Anfangs sah der Verdacht des Vaters gegen den Stiefvater einfach wie die Paranoia eines pathologisch Eifersüchtigen und Haßerfüllten aus. Aber Bamberski hat, wie er später – als alles vorbei war, auch in einem Buch darlegte – von da an seine ganze Zeit, sein ganzes Geld und seine ganze Kraft darauf verwendet, die Schuld von Dr. Krombach zu beweisen. Es ist ihm gelungen, aber als Kinobesucher muß man den langen, mühseligen Weg mitgehen.
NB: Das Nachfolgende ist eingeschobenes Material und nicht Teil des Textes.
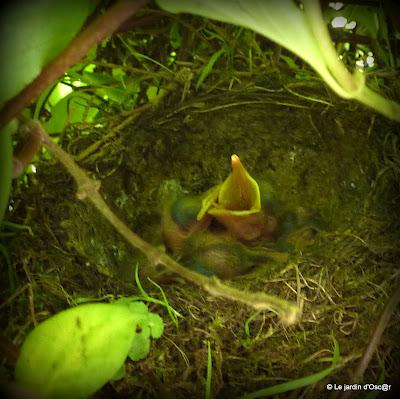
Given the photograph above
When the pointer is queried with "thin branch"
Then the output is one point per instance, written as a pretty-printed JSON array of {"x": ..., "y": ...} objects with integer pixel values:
[
  {"x": 289, "y": 312},
  {"x": 100, "y": 28},
  {"x": 390, "y": 307}
]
Offiziell dauert der Film von Vincent Garenq nicht einmal eineinhalb Stunden, aber man erleidet quasi eine Ewigkeit den jahrelangen Marsch durch (bzw. gegen) die Institutionen, die ewig neuen Gutachten, Anklagen, das Verlorensein unter den Behörden, zumal die Deutschen nicht bereit waren, Krombach (gegen den es mittlerweile auch andere Anklagen wegen Mißbrauchs gab) an die Franzosen auszuliefern…
Da ihm von Rechtes Seite kein Recht wurde, mußte der verzweifelte Bamberski am Ende zum Unrecht greifen und Krombach von Gangstern entführen lassen. Immer wieder ist dieser durch die Maschen des Gesetzes (zumal zwischen zwei Ländern, die einander nicht weh tun wollten) geschlüpft. Und am Ende sah der Bamberski der Leinwand nicht wie ein Sieger aus – und war es wohl nicht. Dennoch, 2011 wurde Krombach verurteilt, fast 30 Jahre nach der Tat.
 
Immerhin ist es keine Kohlhaas-Geschichte, sie hat ihr vages Happyend, aber wenn etwas an dem Film wirklich interessant ist, dann die Schilderung, wie Besessenheit (so berechtigt sie auch sein mag), am Ende den zerstört, der nicht nachgeben kann. Eine so bewundernswerte wie ehrenwerte und gleichzeitig selbstzerstörerische Haltung. Und da der Film im Grunde im Stil einer eher sachlichen Darstellung verläuft, die Dramatik des Ganzen nicht künstlich hochputscht… ja, da trägt man mit Bamberski schwer Tragik und Sinnlosigkeit seines Schicksal. Nicht eben das, was man im Kino so richtig goutiert.